In a way, it all makes sense. And I have to admit it's embarrassing. I can't help but feel that sensation of my cheeks warming up whenever I think about allowing anyone to view that "List of 20". Just knowing someone might even read this post to the end makes my heart rate go up, but it's all about keeping it real. And I want to do that. Even if it's not funny.

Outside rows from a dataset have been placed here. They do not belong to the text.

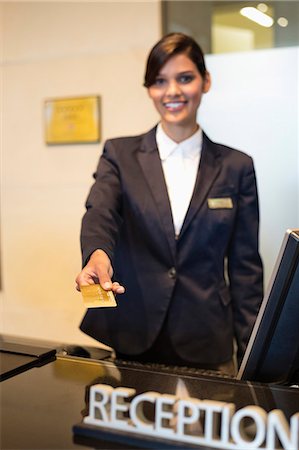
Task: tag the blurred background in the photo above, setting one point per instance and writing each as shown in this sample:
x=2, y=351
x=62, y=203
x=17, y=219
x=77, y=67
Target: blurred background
x=71, y=49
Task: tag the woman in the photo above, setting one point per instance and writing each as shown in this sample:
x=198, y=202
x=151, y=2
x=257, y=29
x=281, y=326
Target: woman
x=173, y=217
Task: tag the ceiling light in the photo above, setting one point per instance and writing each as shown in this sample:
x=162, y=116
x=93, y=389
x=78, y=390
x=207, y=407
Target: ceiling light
x=283, y=22
x=262, y=7
x=257, y=16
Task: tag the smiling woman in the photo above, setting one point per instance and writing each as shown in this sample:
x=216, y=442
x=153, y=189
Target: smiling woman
x=154, y=230
x=176, y=93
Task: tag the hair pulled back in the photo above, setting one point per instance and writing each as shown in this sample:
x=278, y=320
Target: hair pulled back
x=170, y=45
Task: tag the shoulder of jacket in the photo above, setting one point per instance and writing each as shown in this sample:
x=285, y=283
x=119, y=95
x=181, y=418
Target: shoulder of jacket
x=126, y=141
x=229, y=152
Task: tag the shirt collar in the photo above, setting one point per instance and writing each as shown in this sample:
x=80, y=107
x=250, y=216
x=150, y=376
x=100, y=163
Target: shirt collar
x=190, y=147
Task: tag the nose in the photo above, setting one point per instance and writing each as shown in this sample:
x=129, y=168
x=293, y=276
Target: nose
x=173, y=88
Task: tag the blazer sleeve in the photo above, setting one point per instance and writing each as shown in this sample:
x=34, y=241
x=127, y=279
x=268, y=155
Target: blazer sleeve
x=245, y=269
x=102, y=220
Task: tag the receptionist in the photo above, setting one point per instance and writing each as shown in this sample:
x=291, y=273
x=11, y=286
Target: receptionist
x=171, y=224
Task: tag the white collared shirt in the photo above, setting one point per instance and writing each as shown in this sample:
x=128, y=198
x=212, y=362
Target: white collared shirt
x=180, y=166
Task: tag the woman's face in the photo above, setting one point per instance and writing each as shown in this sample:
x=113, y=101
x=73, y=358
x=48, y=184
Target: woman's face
x=177, y=92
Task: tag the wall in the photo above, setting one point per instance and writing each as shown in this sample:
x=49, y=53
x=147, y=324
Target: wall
x=57, y=50
x=253, y=105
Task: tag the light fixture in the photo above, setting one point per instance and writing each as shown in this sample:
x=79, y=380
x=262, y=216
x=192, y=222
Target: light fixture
x=257, y=16
x=282, y=22
x=262, y=7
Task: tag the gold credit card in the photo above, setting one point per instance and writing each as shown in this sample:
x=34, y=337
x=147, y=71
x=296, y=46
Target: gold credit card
x=94, y=296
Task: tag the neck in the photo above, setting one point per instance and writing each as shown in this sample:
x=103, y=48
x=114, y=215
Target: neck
x=179, y=133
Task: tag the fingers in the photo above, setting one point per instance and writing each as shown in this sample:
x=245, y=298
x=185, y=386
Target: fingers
x=117, y=288
x=99, y=270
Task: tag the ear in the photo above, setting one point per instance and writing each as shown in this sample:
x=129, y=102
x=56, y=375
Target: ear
x=206, y=83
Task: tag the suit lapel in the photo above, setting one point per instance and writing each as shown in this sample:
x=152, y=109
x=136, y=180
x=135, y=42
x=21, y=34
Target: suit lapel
x=149, y=160
x=209, y=168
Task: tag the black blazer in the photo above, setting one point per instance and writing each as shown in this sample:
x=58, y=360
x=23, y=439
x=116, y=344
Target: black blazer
x=208, y=280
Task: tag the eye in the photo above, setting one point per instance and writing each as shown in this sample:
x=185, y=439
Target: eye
x=159, y=81
x=185, y=78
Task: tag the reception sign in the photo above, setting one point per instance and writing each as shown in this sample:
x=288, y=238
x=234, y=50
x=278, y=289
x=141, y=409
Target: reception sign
x=72, y=120
x=209, y=423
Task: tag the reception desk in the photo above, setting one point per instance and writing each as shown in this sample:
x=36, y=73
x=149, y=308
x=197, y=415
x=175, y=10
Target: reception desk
x=45, y=395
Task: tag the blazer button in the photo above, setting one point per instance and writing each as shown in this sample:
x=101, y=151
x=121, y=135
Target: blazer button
x=172, y=272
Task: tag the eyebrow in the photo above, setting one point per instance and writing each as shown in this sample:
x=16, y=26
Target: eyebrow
x=184, y=72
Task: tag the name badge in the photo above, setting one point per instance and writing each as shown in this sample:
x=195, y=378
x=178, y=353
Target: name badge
x=220, y=203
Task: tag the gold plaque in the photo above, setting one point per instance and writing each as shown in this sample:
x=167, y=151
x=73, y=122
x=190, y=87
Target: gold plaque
x=94, y=296
x=72, y=120
x=220, y=203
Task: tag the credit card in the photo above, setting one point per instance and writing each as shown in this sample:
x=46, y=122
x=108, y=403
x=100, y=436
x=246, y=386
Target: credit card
x=94, y=296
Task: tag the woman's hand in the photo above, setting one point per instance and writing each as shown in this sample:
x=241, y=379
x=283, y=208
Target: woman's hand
x=99, y=270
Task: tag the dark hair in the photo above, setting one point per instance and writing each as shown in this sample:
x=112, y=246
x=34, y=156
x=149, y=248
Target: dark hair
x=170, y=45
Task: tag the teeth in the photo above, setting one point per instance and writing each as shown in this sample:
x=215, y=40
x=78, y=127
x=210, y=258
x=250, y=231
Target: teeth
x=173, y=104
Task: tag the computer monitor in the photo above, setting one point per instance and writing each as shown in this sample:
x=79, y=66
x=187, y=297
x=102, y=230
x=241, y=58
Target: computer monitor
x=272, y=354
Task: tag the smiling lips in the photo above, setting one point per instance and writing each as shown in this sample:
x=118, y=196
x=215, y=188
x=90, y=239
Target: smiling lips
x=175, y=105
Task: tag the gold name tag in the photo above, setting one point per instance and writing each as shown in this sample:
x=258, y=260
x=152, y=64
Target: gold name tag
x=94, y=296
x=220, y=203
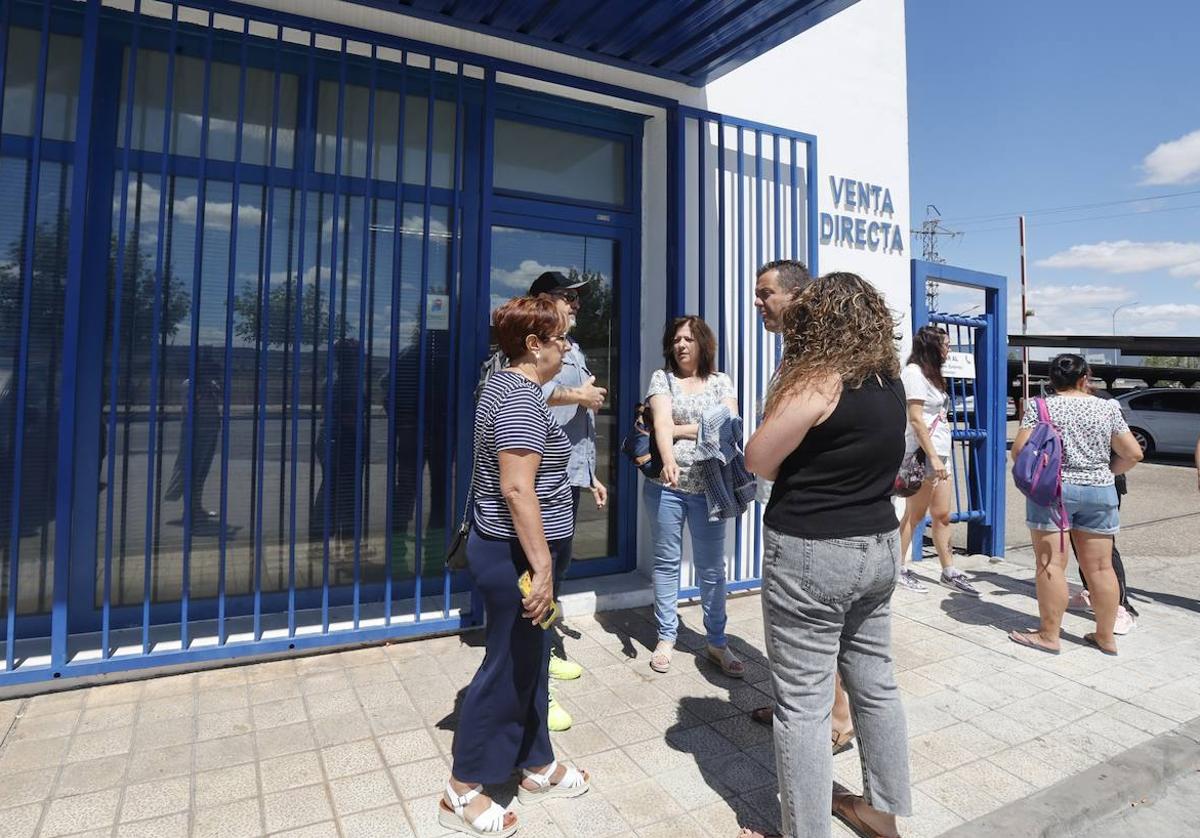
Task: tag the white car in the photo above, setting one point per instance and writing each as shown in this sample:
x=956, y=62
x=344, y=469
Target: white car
x=1165, y=420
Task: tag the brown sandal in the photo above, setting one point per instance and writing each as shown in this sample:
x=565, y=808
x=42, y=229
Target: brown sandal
x=765, y=716
x=845, y=808
x=841, y=741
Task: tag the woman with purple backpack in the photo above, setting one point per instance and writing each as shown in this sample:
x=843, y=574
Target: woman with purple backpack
x=1096, y=444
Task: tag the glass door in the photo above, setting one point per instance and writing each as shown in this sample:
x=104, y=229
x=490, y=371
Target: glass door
x=520, y=253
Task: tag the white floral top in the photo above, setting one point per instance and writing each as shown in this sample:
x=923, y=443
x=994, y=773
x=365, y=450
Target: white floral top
x=688, y=409
x=1087, y=426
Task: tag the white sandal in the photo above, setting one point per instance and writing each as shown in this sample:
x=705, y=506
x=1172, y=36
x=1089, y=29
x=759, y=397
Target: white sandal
x=660, y=660
x=573, y=784
x=724, y=657
x=487, y=825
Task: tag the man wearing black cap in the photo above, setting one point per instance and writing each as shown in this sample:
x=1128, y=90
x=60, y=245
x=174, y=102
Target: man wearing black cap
x=574, y=399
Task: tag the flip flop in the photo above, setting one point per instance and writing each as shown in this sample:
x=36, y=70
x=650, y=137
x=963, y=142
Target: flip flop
x=1023, y=639
x=1090, y=639
x=765, y=716
x=844, y=809
x=843, y=740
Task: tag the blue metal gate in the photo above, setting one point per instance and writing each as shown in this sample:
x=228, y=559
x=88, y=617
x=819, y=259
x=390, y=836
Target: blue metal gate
x=229, y=239
x=978, y=405
x=745, y=195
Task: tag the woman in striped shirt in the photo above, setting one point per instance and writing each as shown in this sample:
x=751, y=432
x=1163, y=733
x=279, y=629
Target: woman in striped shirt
x=523, y=520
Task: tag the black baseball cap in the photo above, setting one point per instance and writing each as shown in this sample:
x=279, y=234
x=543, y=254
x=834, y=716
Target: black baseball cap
x=552, y=281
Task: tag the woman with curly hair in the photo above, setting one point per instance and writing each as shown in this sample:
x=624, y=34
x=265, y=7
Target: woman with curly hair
x=832, y=440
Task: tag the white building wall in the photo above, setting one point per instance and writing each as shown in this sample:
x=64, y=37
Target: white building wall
x=844, y=81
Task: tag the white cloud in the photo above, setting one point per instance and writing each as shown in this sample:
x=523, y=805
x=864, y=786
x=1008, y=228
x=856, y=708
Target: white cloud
x=1182, y=258
x=1174, y=162
x=507, y=283
x=1080, y=295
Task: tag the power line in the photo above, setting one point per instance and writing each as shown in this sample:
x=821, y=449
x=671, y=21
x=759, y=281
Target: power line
x=1095, y=217
x=999, y=216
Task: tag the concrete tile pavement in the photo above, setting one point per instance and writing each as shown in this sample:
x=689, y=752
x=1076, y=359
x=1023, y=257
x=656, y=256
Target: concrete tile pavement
x=358, y=742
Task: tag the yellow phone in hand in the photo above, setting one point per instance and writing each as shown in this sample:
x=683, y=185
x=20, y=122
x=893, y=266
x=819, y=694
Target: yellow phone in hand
x=525, y=584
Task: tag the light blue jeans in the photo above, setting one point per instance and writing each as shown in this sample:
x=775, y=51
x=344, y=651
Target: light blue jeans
x=669, y=510
x=827, y=606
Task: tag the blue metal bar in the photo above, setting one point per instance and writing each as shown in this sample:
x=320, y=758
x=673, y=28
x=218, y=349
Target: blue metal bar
x=156, y=328
x=749, y=124
x=22, y=365
x=265, y=339
x=423, y=336
x=701, y=138
x=778, y=250
x=451, y=333
x=810, y=207
x=958, y=319
x=189, y=441
x=721, y=234
x=760, y=363
x=64, y=545
x=739, y=273
x=366, y=276
x=795, y=196
x=234, y=223
x=328, y=472
x=305, y=150
x=484, y=257
x=677, y=215
x=275, y=646
x=115, y=341
x=397, y=247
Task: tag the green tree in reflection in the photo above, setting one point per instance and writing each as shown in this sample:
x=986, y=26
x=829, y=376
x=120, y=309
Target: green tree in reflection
x=593, y=323
x=281, y=304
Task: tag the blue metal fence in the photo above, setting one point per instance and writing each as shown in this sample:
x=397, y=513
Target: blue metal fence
x=747, y=195
x=978, y=405
x=221, y=258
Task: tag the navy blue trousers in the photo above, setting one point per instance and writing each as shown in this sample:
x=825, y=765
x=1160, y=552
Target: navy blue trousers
x=502, y=724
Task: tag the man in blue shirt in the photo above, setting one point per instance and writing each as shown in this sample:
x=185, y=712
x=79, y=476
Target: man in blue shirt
x=574, y=399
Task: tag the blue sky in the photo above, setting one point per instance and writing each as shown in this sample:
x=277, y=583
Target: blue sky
x=1035, y=105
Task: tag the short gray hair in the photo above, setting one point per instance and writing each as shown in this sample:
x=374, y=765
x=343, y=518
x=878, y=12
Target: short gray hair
x=792, y=275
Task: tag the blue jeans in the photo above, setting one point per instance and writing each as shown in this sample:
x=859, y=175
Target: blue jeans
x=669, y=510
x=827, y=605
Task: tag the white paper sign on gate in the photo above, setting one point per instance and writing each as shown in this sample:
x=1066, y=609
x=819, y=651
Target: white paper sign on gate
x=437, y=312
x=959, y=365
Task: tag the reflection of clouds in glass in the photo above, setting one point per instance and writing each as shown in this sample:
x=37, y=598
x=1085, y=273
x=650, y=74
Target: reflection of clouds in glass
x=414, y=225
x=517, y=281
x=217, y=215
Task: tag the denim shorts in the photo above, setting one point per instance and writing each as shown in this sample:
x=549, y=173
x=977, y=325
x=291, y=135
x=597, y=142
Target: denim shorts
x=1090, y=509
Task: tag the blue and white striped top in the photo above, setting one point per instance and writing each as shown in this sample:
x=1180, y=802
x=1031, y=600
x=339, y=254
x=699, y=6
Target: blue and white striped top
x=513, y=414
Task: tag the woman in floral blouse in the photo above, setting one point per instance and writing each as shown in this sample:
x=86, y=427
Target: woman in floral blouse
x=678, y=395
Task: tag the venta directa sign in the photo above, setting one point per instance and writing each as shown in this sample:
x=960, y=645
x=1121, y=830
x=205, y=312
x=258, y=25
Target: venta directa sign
x=863, y=219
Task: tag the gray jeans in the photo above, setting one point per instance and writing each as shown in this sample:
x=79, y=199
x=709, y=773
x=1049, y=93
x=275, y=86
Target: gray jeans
x=826, y=604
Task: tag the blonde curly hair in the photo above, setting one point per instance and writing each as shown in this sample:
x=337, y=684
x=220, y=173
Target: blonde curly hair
x=838, y=324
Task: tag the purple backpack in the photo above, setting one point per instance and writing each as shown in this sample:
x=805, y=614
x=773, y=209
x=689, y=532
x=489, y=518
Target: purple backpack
x=1037, y=471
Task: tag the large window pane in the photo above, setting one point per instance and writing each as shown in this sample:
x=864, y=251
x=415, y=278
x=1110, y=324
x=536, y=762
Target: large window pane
x=39, y=424
x=61, y=84
x=549, y=161
x=187, y=109
x=387, y=130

So for now, my sweet husband and I are focusing on staying far away from those things that are my "triggers", the stuff that sends me inexplicably "over the edge" and has, for years, caused him to think I'm some sort of wacko. Now, he would never actually SAY that (for fear of his own safety) but I can read his mind you know, and I'm pretty sure that's what I heard. We're also teaming up to eliminate anger, emotional outbursts and painful words from the vocabulary of members of our household - which could take a while, considering the sheer number of hormones that we are up against. But the good news is that we're already seeing the benefits of intentionally living a more Christ-like life, which is what it all boils down to. It's where we want to be. I have faith that God will heal me and I look forward to this chapter of my life no matter how painful it might be to wade through it all. It surely can't be more painful than the past. Only this time I have hands to hold on to.